CVB3 infection up-regulates the cardiac IP-10 expression in a time- and dose-dependent manner

To understand whether IP-10 play a role in CVB3-induced myocarditis, the kinetic expression of IP-10 following CVB3 infection was first observed. BALB/c mice were infected with 103 TCID50 dose of CVB3 for various time periods or with different CVB3 doses for 4 days, the heart tissues were collected, homogenized and then subjected to ELISA assays. As shown in Fig. 1A, hardly any cardiac IP-10 could be detected before virus infection. However, after CVB3 infection, slightly up-regulated IP-10 expression was observed as early as 1 day post-infection, and achieved the maximum at day 4, with significantly higher IP-10 level (8.62 ng/ml) than that of day 0 (p<0.05). IP-10 expression could be induced by CVB3 at a dose as low as 10 TCID50 and correspondingly augmented as CVB3 dose increased (Fig. 1B). These results indicated that IP-10 expression was induced robustly by CVB3 infection in a time- and dose-dependent manner.

Figure 1

Expression kinetics of IP-10 in the heart tissue following CVB3 infection.

(A) BALB/c mice were infected with 103 TCID50 dose of CVB3, and the expression level of IP-10 in heart tissue was detected by ELISA assays at different time points. (B) Expression level of IP-10 in heart tissue was detected at day 4 following different doses of CVB3 infection.

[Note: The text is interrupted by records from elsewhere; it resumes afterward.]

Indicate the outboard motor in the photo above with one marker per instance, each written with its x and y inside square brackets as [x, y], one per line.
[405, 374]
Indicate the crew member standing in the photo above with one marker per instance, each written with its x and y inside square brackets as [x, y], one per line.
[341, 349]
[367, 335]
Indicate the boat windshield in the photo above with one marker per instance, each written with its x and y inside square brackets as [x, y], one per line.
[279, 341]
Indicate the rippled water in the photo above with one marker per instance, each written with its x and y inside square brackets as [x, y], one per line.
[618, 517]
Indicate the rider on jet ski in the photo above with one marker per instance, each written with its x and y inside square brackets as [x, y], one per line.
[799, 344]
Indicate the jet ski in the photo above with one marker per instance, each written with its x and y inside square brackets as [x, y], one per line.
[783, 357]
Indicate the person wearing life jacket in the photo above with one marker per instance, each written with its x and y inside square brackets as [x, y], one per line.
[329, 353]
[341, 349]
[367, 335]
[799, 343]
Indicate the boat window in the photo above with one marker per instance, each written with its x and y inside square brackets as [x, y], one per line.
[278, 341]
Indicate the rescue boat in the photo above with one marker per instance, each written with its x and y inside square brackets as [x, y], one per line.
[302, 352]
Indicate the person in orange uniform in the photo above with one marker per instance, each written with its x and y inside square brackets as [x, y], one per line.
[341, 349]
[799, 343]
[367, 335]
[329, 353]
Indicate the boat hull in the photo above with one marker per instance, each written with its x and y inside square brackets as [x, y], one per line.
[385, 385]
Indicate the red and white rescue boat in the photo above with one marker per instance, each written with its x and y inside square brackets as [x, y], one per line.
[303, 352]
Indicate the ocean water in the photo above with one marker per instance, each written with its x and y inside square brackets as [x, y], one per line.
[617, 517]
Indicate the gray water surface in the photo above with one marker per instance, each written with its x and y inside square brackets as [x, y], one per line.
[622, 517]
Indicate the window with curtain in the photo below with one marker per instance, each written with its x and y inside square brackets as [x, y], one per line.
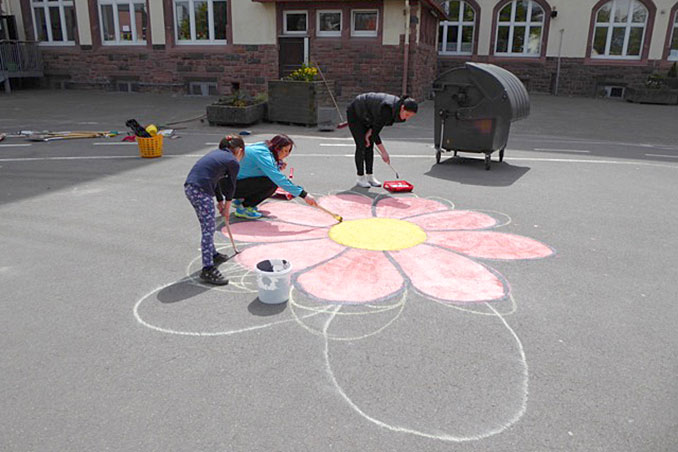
[520, 27]
[200, 21]
[364, 22]
[123, 21]
[456, 34]
[619, 30]
[54, 21]
[329, 23]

The results were presented as the mean ±SD of three separate experiments. *, p<0.05.

Construction, expression and chemotaxis-antagonizing function of pIP-10-AT

To antagonize the chemotaxic effect of endogenous IP-10, a mutant IP-10 plasmid designated as pIP-10-AT lacking the 5 N-terminal amino acids was constructed. Native IP-10 protein exhibits the classical chemokine fold, a three-stranded β-sheet overlaid by a α-helix, and is stabilized by disulfide bonds between two pairs of conserved N-terminal cysteines (Fig. 2A). After depleting the chemo-attractant essential part of IP-10 (highlighted in yellow), a methionine and a 6×His tag were respectively added to the N- and C-terminuses of the truncated protein to form the mutant IP-10-AT (Fig. 2B and C).

Figure 2

Construction and expression of pIP-10-AT.

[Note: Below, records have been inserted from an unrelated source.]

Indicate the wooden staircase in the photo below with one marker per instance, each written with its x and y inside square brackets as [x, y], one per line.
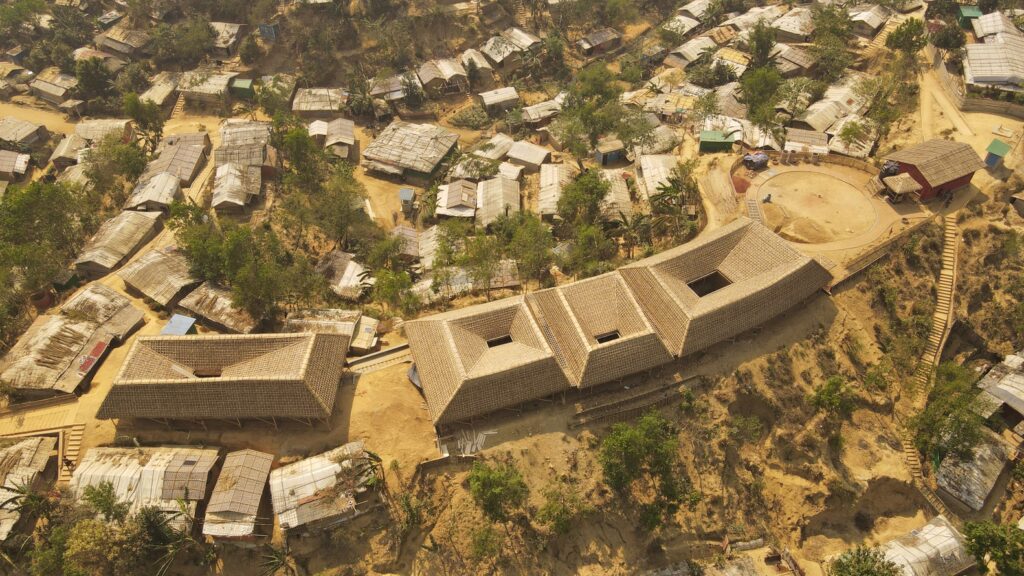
[915, 396]
[70, 447]
[179, 108]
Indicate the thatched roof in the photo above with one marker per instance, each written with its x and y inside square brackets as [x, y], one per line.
[597, 330]
[311, 491]
[483, 358]
[228, 376]
[940, 161]
[213, 303]
[161, 276]
[934, 549]
[20, 463]
[758, 276]
[158, 477]
[117, 240]
[419, 148]
[53, 354]
[236, 498]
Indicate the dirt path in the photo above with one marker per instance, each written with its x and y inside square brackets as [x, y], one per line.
[930, 86]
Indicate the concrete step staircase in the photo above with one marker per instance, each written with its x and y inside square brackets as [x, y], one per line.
[179, 108]
[69, 450]
[915, 397]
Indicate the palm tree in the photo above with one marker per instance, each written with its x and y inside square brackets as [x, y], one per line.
[633, 231]
[279, 561]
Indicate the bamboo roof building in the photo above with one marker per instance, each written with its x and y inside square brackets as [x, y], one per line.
[236, 377]
[323, 490]
[934, 549]
[117, 240]
[597, 330]
[721, 285]
[495, 198]
[213, 304]
[406, 148]
[161, 276]
[20, 464]
[160, 478]
[553, 178]
[59, 352]
[481, 359]
[155, 194]
[237, 496]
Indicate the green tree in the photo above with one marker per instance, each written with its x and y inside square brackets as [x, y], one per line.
[834, 398]
[862, 562]
[480, 257]
[949, 38]
[249, 50]
[590, 251]
[147, 117]
[103, 499]
[1003, 545]
[582, 199]
[909, 37]
[948, 425]
[640, 461]
[530, 246]
[562, 507]
[498, 489]
[762, 43]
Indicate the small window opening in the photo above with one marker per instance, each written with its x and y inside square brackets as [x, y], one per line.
[711, 283]
[501, 340]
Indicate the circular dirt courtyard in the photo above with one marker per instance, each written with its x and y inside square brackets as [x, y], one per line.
[813, 207]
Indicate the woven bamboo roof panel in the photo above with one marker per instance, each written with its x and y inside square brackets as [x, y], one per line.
[465, 377]
[764, 276]
[228, 376]
[574, 317]
[940, 161]
[159, 275]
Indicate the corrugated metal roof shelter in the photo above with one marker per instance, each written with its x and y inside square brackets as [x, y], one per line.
[236, 498]
[413, 148]
[597, 331]
[457, 199]
[654, 172]
[237, 376]
[20, 464]
[973, 481]
[321, 491]
[499, 99]
[98, 128]
[938, 165]
[236, 186]
[721, 285]
[528, 155]
[934, 549]
[116, 241]
[22, 131]
[806, 141]
[161, 276]
[150, 477]
[60, 351]
[345, 277]
[182, 160]
[1004, 384]
[214, 305]
[156, 193]
[13, 165]
[318, 101]
[553, 177]
[495, 198]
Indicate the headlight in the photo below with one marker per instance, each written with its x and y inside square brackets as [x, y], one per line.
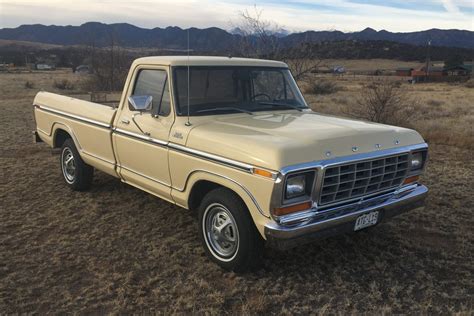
[295, 186]
[298, 185]
[416, 161]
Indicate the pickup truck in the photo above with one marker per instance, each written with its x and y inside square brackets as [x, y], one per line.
[233, 140]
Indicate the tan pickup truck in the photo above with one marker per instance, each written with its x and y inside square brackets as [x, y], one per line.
[234, 140]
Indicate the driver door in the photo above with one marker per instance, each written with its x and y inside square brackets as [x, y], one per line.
[141, 136]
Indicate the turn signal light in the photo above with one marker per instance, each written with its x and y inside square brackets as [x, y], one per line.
[263, 173]
[411, 179]
[292, 209]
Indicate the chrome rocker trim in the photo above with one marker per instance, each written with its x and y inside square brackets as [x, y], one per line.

(A) Structure of IP-10 protein. a, Ribbon diagram of IP-10 monomer (Protein Data Bank number 2R3Z). b, Space filled model of IP-10 in the same orientation as a. Basic residues were highlighted in pink. N-terminal residues 1–5 were critical residues for chemotaxis and highlighted in yellow. (B) Schematic representation of plasmids encoding IP-10 and IP-10-AT. (C) Structure of IP-10-AT protein. a, Ribbon diagram of IP-10-AT. b, Space filled model of IP-10-AT in the same orientation as a. Basic residues lacking the first 5 N-terminal amino acids were highlighted in pink and an additonal methionine was highlighted in green. (D) Expression of pIP-10-AT in vitro. 293T cells were transfected with the indicated plasmids, and 48 h later cell supernatant was collected and subjected to ELISA assay. The results were presented as the mean ±SD of three separate experiments.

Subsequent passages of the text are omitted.